まず「東京都で検査数が激増し、それに伴って陽性者数が増えただけであり、実質的な陽性者数は増えていない」という説。この説はデータの基準変更に気づかず読み違えたものが広まったと思われる。

まず、「検査数が激増した」という解釈は正確ではない。たしかに6月18日から東京都の公表する検査人数は数字上で増えた。しかし、これは今まで公表範囲に含めていなかった医療機関による保険適用での検査実績を含めるようになったためだ。東京都は検査人数の詳しい内訳を公表していないため、基準変更の前後で増減を比較することはできない。

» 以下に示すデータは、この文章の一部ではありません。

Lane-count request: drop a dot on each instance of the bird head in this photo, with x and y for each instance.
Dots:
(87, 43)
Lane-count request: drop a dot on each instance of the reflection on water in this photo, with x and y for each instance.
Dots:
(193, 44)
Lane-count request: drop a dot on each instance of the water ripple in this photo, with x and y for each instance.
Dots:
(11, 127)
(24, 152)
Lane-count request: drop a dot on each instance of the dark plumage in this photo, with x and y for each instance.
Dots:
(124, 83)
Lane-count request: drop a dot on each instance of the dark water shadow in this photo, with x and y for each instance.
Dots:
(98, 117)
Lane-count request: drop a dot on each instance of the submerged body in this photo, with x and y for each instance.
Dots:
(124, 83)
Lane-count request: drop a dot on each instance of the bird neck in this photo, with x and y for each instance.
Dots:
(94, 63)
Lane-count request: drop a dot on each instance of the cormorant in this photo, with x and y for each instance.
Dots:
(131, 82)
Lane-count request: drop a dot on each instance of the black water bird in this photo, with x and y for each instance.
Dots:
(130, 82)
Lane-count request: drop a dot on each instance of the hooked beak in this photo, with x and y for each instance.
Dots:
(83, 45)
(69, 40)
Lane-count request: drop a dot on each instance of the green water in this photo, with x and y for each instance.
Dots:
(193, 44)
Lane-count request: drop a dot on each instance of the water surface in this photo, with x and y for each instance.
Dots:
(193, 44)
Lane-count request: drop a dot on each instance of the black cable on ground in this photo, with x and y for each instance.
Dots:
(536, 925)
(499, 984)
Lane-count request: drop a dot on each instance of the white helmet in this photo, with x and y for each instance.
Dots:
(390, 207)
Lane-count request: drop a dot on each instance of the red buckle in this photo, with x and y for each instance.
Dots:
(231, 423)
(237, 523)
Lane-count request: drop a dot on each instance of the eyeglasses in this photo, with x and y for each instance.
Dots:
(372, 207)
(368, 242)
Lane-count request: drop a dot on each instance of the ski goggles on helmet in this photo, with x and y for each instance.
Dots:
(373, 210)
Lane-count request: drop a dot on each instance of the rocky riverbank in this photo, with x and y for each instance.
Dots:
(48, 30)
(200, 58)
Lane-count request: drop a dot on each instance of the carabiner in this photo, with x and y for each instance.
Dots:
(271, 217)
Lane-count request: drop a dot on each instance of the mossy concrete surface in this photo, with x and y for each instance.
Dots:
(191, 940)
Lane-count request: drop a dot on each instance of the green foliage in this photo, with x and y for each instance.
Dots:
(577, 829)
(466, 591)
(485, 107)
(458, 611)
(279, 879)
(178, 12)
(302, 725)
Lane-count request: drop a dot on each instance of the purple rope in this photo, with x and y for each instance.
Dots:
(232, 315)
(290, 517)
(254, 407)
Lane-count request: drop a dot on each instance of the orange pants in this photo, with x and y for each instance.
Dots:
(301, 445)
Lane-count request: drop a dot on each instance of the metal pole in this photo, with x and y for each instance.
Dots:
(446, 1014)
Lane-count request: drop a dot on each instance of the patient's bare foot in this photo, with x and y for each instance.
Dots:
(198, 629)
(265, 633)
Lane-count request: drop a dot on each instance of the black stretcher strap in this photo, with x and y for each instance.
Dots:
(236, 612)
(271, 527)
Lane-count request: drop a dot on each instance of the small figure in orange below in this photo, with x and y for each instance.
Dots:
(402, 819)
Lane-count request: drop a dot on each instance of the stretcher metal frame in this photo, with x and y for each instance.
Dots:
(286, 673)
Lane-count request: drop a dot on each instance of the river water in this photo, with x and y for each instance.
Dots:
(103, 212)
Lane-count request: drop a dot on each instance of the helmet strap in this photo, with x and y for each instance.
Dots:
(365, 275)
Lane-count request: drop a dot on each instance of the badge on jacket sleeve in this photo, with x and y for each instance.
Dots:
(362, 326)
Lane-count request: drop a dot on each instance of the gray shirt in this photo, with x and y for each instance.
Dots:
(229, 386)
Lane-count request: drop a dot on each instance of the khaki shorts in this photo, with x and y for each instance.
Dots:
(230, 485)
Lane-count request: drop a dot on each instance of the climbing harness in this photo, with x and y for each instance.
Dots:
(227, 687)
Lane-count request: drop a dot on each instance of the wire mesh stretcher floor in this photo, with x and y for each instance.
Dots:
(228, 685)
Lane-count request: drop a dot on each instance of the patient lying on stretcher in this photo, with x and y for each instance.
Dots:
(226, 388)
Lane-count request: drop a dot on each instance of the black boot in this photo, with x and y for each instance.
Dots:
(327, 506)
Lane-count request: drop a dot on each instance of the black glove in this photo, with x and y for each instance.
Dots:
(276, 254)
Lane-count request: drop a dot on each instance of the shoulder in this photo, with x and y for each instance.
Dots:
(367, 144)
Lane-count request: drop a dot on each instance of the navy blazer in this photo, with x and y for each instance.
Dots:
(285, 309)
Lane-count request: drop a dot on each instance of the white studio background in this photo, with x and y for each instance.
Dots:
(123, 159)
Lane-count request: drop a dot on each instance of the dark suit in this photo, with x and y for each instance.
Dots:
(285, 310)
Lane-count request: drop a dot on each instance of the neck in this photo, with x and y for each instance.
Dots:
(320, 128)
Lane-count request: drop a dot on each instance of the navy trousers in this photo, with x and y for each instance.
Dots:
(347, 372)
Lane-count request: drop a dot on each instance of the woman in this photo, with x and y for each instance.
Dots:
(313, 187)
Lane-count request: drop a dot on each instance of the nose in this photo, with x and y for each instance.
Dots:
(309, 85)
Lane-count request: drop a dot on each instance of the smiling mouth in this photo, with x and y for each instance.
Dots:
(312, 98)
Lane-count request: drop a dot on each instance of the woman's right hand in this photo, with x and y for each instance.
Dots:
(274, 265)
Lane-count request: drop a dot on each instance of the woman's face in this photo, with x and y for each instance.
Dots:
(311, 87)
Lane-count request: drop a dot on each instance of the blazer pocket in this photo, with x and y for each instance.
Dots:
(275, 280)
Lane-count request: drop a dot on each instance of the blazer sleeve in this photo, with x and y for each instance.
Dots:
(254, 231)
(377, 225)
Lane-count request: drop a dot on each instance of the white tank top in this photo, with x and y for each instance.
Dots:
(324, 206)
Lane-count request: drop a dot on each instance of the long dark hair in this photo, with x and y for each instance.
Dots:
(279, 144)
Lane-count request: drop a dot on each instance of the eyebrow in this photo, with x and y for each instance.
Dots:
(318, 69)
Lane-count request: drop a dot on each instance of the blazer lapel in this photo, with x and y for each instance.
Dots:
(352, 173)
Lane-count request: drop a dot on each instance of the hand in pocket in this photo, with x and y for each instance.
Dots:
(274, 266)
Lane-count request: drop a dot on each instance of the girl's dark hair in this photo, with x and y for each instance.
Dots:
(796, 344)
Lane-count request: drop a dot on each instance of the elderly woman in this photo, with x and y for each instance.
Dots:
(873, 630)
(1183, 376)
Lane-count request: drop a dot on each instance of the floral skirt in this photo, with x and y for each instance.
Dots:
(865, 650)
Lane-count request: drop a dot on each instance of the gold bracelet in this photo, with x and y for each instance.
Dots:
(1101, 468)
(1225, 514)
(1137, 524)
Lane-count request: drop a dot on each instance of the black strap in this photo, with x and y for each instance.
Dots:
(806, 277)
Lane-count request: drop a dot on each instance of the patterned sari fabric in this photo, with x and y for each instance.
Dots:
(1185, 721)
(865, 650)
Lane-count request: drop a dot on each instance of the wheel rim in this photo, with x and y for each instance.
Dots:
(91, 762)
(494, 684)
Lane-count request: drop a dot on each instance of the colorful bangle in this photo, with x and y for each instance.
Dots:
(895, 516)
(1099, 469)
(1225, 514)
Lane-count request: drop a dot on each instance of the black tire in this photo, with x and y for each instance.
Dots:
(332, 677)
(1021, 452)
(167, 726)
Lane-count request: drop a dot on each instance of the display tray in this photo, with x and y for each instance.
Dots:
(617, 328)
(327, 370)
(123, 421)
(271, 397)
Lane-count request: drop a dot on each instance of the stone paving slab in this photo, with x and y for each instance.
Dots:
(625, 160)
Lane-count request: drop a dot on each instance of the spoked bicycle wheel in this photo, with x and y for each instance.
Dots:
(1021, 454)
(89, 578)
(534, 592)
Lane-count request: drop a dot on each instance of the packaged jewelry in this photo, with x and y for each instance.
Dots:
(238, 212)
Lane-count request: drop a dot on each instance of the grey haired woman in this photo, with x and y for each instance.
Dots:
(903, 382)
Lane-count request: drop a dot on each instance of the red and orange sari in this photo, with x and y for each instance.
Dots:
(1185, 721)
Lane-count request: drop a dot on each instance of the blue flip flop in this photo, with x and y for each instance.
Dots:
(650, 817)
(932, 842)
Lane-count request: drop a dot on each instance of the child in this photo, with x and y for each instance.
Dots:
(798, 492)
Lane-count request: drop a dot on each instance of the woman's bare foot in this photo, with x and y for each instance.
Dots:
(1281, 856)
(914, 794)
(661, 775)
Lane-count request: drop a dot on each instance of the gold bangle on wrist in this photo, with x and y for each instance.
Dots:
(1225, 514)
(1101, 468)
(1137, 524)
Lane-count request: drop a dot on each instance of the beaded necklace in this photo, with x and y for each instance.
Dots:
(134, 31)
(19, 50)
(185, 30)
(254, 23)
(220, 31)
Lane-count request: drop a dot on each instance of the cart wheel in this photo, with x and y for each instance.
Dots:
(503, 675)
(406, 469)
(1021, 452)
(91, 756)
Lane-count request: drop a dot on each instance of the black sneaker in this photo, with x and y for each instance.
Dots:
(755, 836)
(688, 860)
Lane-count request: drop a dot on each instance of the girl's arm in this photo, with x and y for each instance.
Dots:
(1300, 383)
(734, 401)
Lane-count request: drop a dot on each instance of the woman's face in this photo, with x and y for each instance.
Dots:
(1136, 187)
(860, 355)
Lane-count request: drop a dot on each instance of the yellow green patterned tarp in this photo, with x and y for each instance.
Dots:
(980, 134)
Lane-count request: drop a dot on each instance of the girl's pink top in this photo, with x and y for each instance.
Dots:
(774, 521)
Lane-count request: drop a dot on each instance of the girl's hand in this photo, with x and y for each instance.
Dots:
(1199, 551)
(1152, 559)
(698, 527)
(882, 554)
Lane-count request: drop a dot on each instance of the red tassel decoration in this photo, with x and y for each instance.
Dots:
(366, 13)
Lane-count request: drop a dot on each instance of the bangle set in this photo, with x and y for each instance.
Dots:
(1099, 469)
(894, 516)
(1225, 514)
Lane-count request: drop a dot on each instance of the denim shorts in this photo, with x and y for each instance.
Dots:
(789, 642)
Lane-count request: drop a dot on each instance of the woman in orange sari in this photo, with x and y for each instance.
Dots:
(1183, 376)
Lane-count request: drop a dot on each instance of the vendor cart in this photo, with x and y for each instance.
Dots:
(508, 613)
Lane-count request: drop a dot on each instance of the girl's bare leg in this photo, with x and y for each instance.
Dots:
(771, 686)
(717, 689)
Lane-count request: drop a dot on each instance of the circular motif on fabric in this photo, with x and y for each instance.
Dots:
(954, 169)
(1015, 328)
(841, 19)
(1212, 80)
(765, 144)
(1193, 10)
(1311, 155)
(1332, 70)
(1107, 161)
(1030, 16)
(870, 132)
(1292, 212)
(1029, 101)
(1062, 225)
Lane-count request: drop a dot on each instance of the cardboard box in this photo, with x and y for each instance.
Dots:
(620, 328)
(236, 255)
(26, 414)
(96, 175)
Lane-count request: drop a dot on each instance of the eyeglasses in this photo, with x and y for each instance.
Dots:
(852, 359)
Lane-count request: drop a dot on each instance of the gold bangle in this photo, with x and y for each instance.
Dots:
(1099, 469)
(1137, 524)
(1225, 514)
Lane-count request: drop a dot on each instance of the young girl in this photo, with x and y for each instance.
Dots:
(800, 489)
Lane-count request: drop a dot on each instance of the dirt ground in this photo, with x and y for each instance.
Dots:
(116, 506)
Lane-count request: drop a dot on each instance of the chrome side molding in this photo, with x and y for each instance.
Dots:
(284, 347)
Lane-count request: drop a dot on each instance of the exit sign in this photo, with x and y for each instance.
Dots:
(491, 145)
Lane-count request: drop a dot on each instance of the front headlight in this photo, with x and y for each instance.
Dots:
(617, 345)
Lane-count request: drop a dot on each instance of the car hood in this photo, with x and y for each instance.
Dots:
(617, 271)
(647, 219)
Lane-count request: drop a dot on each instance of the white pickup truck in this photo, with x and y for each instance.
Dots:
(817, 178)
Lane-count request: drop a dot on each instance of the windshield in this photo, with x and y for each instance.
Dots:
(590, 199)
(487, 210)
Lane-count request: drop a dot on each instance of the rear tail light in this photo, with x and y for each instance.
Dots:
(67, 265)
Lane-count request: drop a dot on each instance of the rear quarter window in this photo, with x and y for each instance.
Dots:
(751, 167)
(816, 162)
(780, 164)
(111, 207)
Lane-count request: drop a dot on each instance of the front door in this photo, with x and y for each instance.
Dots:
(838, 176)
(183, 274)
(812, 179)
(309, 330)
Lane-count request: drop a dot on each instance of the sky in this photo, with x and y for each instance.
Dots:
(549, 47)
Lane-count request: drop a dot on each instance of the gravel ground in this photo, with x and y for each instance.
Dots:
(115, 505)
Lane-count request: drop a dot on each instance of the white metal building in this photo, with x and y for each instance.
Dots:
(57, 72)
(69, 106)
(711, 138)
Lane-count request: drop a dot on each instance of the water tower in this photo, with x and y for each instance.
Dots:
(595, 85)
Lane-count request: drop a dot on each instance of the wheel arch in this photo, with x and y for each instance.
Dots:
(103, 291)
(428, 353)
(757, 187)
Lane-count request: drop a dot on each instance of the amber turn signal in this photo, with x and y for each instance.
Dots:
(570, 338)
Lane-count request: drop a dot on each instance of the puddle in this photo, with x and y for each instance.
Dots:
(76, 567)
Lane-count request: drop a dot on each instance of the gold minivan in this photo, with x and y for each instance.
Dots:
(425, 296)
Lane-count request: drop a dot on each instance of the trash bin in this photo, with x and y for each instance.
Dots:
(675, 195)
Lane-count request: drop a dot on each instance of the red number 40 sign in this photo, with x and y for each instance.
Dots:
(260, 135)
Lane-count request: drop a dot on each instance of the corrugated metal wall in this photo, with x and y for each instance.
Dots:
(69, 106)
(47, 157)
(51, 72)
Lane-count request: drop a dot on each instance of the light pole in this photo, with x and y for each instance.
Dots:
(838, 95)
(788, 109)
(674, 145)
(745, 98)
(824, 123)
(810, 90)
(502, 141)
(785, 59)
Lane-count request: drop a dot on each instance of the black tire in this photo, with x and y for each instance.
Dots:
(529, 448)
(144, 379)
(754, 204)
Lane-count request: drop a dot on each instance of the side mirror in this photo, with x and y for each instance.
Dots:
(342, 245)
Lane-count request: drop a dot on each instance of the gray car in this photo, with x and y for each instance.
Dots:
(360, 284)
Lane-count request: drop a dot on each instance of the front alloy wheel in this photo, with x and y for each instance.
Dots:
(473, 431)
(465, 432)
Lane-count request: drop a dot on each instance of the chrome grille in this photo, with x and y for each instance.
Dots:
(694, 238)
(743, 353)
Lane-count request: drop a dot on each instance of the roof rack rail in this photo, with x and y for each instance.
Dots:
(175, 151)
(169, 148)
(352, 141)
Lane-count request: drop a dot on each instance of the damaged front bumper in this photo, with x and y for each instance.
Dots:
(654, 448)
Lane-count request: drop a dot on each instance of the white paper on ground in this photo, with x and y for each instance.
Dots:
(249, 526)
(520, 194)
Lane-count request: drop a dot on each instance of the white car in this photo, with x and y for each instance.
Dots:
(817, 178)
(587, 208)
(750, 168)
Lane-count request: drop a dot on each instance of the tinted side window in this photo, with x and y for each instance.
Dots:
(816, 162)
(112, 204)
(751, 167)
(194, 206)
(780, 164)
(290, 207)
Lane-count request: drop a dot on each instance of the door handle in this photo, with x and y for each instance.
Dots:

その後、東京都は過去データを修正し、5月7日まで遡って保険適用分を集計範囲に含めた(正確には、さらに7月に入ってからPCR検査だけでなく抗原検査も「検査人数」に含めるようになった。ただし抗原検査は絶対数が少ないため、検査人数の全体的な傾向にはあまり影響しない)。データ修正後の検査人数を見ると、5月から7月にかけて徐々に増加傾向が見られるものの、ここ最近の陽性者数増加がすべて説明できるほどの違いではない。

実際、陽性判明数を検査人数で割って算出される陽性率は、陽性者数の増加に伴って上昇傾向にある。もし陽性者数の増加が検査人数の増加によるものなら、陽性率は変わらないはずだ。

なお東洋経済オンラインのデータダッシュボード「新型コロナウイルス 国内感染の状況」でも、東京都の基準変更に応じて、グラフ下部の注記に急増の理由を追加し、棒グラフの色も変えて継続性がないことを示しているが、注記を消してあたかも検査人数が急増したかのように見せるスクリーンショットが一部で拡散されている。SNS上でグラフの画像が共有されることは少なくないが、必ず出典のウェブサイトや文献を確認し、注釈やデータの更新がないか確認するようにしたい。